Adversarial Examples Might be Avoidable: The Role of Data Concentration in Adversarial Robustness
This work addresses the problem of adversarial robustness in machine learning for researchers, offering theoretical insights that challenge the notion of unavoidable adversarial examples.
The paper investigates whether adversarial examples are unavoidable by showing that data concentration on small-volume subsets determines robust classifier existence, and demonstrates that for data on low-dimensional linear subspaces, classifiers can achieve data-dependent polyhedral robustness guarantees.
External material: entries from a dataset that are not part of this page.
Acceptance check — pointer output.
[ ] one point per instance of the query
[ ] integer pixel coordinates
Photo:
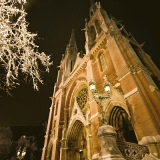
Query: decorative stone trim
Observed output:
(94, 116)
(95, 156)
(131, 92)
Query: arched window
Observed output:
(98, 27)
(103, 63)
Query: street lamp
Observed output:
(21, 153)
(106, 133)
(100, 97)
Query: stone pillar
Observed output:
(153, 143)
(109, 149)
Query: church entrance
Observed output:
(76, 141)
(120, 120)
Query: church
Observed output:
(106, 102)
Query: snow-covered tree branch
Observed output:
(18, 52)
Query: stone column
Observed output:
(153, 143)
(109, 149)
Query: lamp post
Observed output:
(106, 133)
(21, 153)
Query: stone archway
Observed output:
(76, 142)
(119, 119)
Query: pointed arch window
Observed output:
(102, 61)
The susceptibility of modern machine learning classifiers to adversarial examples has motivated theoretical results suggesting that these might be unavoidable. However, these results can be too general to be applicable to natural data distributions. Indeed, humans are quite robust for tasks involving vision. This apparent conflict motivates a deeper dive into the question: Are adversarial examples truly unavoidable? In this work, we theoretically demonstrate that a key property of the data distribution -- concentration on small-volume subsets of the input space -- determines whether a robust classifier exists. We further demonstrate that, for a data distribution concentrated on a union of low-dimensional linear subspaces, utilizing structure in data naturally leads to classifiers that enjoy data-dependent polyhedral robustness guarantees, improving upon methods for provable certification in certain regimes.